Ulama Pakistan Sepakat Melawan Ekstremisme dan Terorisme
KARACHI, SATUHARAPAN.COM – Majelis Ulama Pakistan dalam sebuah konvensi mengeluarkan pernyataan mendukung adanya kode etik bagi ulama, pengkotbah (khatib), dan pemimpin doa pada masjid untuk tidak penggunaan secara ilegal tulisan dan pidato kebencian.
Konvensi para ulama diselenggarakan Majelis Ulama Pakistan pada hari Minggu (8/2), dan mereka mengumumkan perjuangan bersama melawan terorisme dan ekstremisme, termasuk aksi pada 13 Februari mendatang dalam peringatan serangan mematikan di sekolah Peshawar dan Shikarpur.
Serangan teroris dan ekstremis itu juga menargetkan para ulama, profesor, dokter dan pekerja partai politik, serta pemimpin agama. Disebutkan dalam komunike bersama itu bahwa setiap bagian masyarakat terkena dampak dari insiden terorisme, ekstremisme dan kekerasan sektarian.
Perlindungan Hak Warga
Konvensi itu dihadiri para ulama dari Sunni maupun Syiah, dan disebutkan sejumlah tokoh dari Kristen dan katolik juga hadir dalam pertemuan itu, seperti dilaporkan media setempat, Dawn.

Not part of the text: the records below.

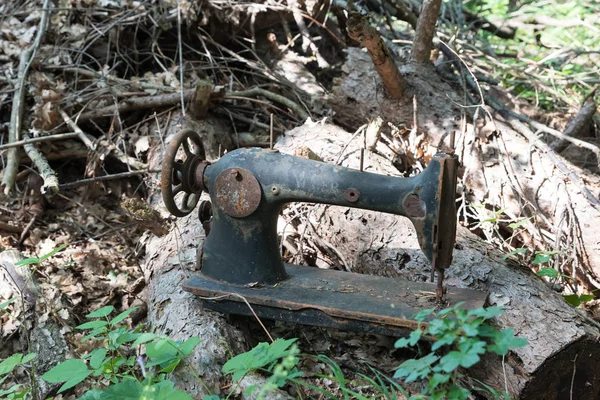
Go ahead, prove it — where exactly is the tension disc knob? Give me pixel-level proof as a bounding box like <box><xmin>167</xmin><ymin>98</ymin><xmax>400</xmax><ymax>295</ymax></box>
<box><xmin>160</xmin><ymin>129</ymin><xmax>208</xmax><ymax>217</ymax></box>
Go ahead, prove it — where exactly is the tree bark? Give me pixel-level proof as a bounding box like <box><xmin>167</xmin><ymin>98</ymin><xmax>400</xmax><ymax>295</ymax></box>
<box><xmin>277</xmin><ymin>124</ymin><xmax>600</xmax><ymax>400</ymax></box>
<box><xmin>348</xmin><ymin>13</ymin><xmax>406</xmax><ymax>99</ymax></box>
<box><xmin>330</xmin><ymin>46</ymin><xmax>600</xmax><ymax>300</ymax></box>
<box><xmin>0</xmin><ymin>250</ymin><xmax>69</xmax><ymax>399</ymax></box>
<box><xmin>412</xmin><ymin>0</ymin><xmax>442</xmax><ymax>64</ymax></box>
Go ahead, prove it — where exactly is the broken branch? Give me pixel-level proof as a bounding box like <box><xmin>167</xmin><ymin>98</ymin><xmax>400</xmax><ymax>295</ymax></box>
<box><xmin>348</xmin><ymin>13</ymin><xmax>406</xmax><ymax>99</ymax></box>
<box><xmin>2</xmin><ymin>0</ymin><xmax>52</xmax><ymax>194</ymax></box>
<box><xmin>23</xmin><ymin>134</ymin><xmax>58</xmax><ymax>195</ymax></box>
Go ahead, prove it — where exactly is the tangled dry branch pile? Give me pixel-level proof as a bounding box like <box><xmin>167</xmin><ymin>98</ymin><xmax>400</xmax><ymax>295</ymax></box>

Komunike para ulama itu juga meminta pemerintah untuk bertindak efektif melindungi para tokoh agama, profesor, dokter dan aktivis partai agama dan politik. Mereka menuntut dewan rekonsiliasi nasional dilibatkan dalam mengusdut tragedi Peshawar, dan Shikarpur serta secepatnya menangkap pelaku.

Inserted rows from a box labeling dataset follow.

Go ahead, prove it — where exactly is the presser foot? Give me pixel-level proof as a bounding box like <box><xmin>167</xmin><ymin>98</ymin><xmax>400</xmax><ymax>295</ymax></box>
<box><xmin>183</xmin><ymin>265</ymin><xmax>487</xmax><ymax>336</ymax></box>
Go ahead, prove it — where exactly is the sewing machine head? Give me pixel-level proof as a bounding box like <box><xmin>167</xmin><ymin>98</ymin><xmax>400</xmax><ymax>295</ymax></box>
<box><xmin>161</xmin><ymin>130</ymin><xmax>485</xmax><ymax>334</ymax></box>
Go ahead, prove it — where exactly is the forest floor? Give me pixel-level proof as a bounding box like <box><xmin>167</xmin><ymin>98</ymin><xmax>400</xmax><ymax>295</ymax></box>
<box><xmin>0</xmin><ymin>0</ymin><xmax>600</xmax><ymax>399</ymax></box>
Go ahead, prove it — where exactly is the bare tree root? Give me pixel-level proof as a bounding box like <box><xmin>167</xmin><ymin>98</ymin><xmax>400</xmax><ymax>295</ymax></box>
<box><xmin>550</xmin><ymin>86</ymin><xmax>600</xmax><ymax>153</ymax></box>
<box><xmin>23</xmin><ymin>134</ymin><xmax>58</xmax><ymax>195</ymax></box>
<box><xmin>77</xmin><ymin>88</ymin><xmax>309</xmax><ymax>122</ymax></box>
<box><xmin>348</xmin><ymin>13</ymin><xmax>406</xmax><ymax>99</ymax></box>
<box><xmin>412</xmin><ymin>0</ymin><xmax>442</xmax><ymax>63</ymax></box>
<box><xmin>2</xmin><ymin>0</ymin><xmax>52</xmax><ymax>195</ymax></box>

"Madrasah Islam melayani kepentingan Islam dan Pakistan, tetapi ada kekuatan tertentu menggunakannya madrasah dan masjid untuk tujuan politik mereka dan tuduhan-tuduhan terorisme pada madrasah harus dibuktikan," kata pernyataan itu.

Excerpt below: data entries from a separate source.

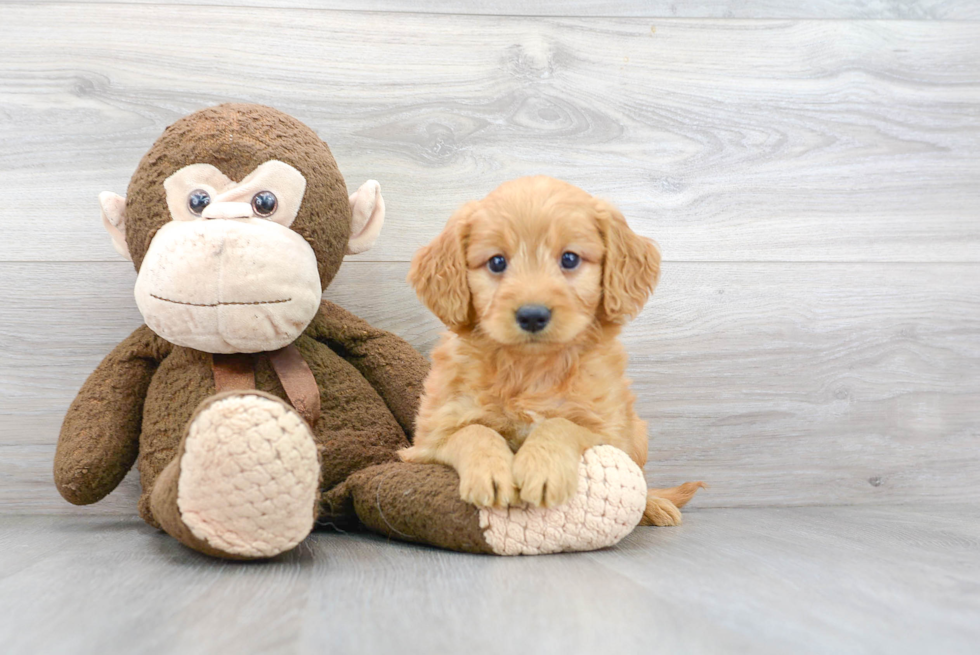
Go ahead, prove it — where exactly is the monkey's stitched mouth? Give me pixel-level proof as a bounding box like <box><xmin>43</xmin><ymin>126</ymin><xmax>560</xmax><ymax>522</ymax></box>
<box><xmin>150</xmin><ymin>293</ymin><xmax>292</xmax><ymax>307</ymax></box>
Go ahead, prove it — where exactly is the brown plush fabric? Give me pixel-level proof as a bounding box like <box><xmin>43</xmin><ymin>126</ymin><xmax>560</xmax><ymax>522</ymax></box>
<box><xmin>55</xmin><ymin>105</ymin><xmax>498</xmax><ymax>556</ymax></box>
<box><xmin>126</xmin><ymin>104</ymin><xmax>351</xmax><ymax>289</ymax></box>
<box><xmin>346</xmin><ymin>462</ymin><xmax>493</xmax><ymax>553</ymax></box>
<box><xmin>54</xmin><ymin>325</ymin><xmax>173</xmax><ymax>505</ymax></box>
<box><xmin>128</xmin><ymin>326</ymin><xmax>412</xmax><ymax>525</ymax></box>
<box><xmin>306</xmin><ymin>300</ymin><xmax>429</xmax><ymax>438</ymax></box>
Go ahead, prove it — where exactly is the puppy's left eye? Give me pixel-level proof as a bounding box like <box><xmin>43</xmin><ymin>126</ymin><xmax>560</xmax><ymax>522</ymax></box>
<box><xmin>561</xmin><ymin>252</ymin><xmax>582</xmax><ymax>271</ymax></box>
<box><xmin>487</xmin><ymin>255</ymin><xmax>507</xmax><ymax>273</ymax></box>
<box><xmin>252</xmin><ymin>191</ymin><xmax>279</xmax><ymax>216</ymax></box>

Ketua Mejelis Ulama Pakistan, Hafiz Tahir Ashrafi, mengatakan bahwa madrasah sepenuhnya bekerja sama dengan pemerintah dan angkatan bersenjata untuk penghapusan ekstremisme dan terorisme sektarian, dan akan mendaftar sekolah-sekolah keagamaan.
Selain itu, komunike juga meminta untuk pemerintah memastikan hak-hak bagi semua warga Pakistan, termasuk non-Muslim, sesuai dengan konstitusi.
Konvensi ulama itu menyatakan keprihatinannya terkait laporan kementerian dalam negeri tentang kawin paksa, dan juga menegaskan bahwa Islam tidak mengizinkan siapa pun untuk pindah agama (konversi) memeluk Islam secara paksa, dan juga tidak memaksa izin pernikahan perempuan atau anak perempuan dari agama lain.
Pernyataan itu menyebutkan, Jika ada yang terlibat dalam konversi secara paksa atau perkawinan secara paksa, pemerintah harus mengambil tindakan tegas terhadap pelaku.
Bebras PENABUR Challenge : Asah Kemampuan Computational Thin...
Jakarta, satuharapan.com, Dunia yang berkembang begitu cepat memiliki tantangan baru bagi generasi m...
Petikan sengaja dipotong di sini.